W środę rano do prokuratury w Pabianicach został przewieziony 20-letni mężczyzna. To on, według ustaleń śledczych, w poniedziałek zabił nożem swoją rówieśniczkę, a potem zabrał jej ośmiomiesięczne dziecko do okna życia. Podejrzany miał w tym tygodniu mieć pobraną próbkę DNA, żeby stwierdzić, czy jest on ojcem niemowlęcia. Grozi mu dożywocie.
Do gmachu pabianickiej prokuratury rejonowej został przewieziony z policyjnej izby zatrzymań przed godziną 9. Niedługo potem rozpoczęło się przesłuchanie mężczyzny. - Usłyszał on zarzut zabójstwa dwudziestoletniej kobiety oraz uprowadzenia jej dziecka - informuje Krzysztof Kopania z łódzkiej prokuratury okręgowej.
Mężczyzna nie przyznał się do winy i odmówił składania wyjaśnień.

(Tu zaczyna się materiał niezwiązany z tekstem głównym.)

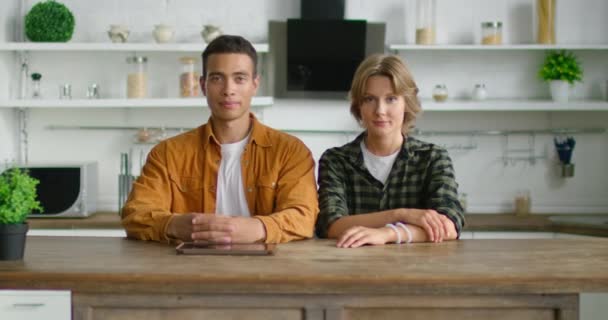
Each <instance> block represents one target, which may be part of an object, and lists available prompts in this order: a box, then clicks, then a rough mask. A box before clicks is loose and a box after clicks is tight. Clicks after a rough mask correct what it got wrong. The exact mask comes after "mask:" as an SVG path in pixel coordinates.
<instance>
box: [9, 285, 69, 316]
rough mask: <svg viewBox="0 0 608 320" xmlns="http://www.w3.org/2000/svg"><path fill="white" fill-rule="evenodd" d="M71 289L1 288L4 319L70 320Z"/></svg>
mask: <svg viewBox="0 0 608 320" xmlns="http://www.w3.org/2000/svg"><path fill="white" fill-rule="evenodd" d="M71 297H72V296H71V293H70V291H46V290H27V291H26V290H0V319H2V320H39V319H45V320H69V319H71V318H72V307H71Z"/></svg>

- Prokuratura zawnioskowała do sądu o tymczasowe trzymiesięczne aresztowanie podejrzanego. Wnioskujemy o najsurowszy ze środków zapobiegawczych z uwagi na obawę matactwa i wysoką grożącą karę - zapowiada Kopania.
Sąd w środę po godzinie 15 przychylił się do wniosku prokuratury. Za zbrodnię zabójstwa grozi od ośmiu lat więzienia do dożywocia.
Krew, nóż i nagrania
Mężczyzna został zatrzymany niedługo po tym, jak w mieszkaniu na pabianickich Piaskach znaleziono ciało dwudziestoletniej kobiety. Policja informowała, że zatrzymany początkowo przekonywał, że ze sprawą nie ma nic wspólnego.
- Przytłoczony zgromadzonym przez funkcjonariuszy materiałem dowodowym potwierdził udział w zdarzeniu - mówiła zaraz po zatrzymaniu mężczyzny Joanna Kącka z łódzkiej Komendy Wojewódzkiej Policji w Łodzi.
Funkcjonariusze zabezpieczyli jego zakrwawione ubrania i monitoring, na którym widać, jak idzie z ośmiomiesięcznym dzieckiem do okna życia. W jego mieszkaniu znaleziony został nóż - najprawdopodobniej to narzędzie zbrodni. We wtorek od mężczyzny miała zostać pobrana próbka DNA w celu ustalenia, czy jest on ojcem dziecka 20-latki.
Zabójstwo
Do tragedii doszło w poniedziałek. Do mieszkania w jednym z bloków na osiedlu Piaski przyszedł mężczyzna. W lokalu była siedmioletnia dziewczynka, jej dwudziestoletnia siostra i jej ośmiomiesięczne dziecko. Siedmiolatka była w innej części mieszkania. Do pokoju siostry poszła dopiero po tym, jak mężczyzna opuścił lokal. W pokoju zobaczyła leżącą w kałuży krwi dwudziestolatkę. Nigdzie w mieszkaniu nie było niemowlęcia.
- Dziewczynka zaalarmowała rodziców, a ci zadzwonili na służby. Kiedy pod blokiem pojawili się policjanci, na miejscu była już karetka pogotowia - opowiada młodszy inspektor Joanna Kącka z łódzkiej komendy wojewódzkiej. Życia dwudziestolatki nie udało się uratować. Na jej szyi była rozległa rana - zadana najpewniej nożem.
- Siedmiolatka, która poinformowała o zbrodni, wiedziała, że ktoś odwiedził siostrę. Ale nie wiedziała, kto to był - mówi Kącka. Niedługo potem policja otrzymała informację o dziecku podrzuconym do okna życia niedaleko pabianickiego szpitala.
- Dziecko nie było noworodkiem, co od razu wzbudziło nasze podejrzenia. Dodatkowo niemowlę było owinięte w zakrwawiony kocyk. Krew jednak nie była dziecka - mówi Adam Marczak z Centrum Medycznego Pabianice. Policjanci połączyli wątki: - Rysopisem i wiekiem odpowiadało ono poszukiwanemu niemowlęciu. Rodzina zmarłej dwudziestolatki potwierdziła niedługo potem, że to jej dziecko - dodaje Kącka. Dziecko było całe i zdrowe.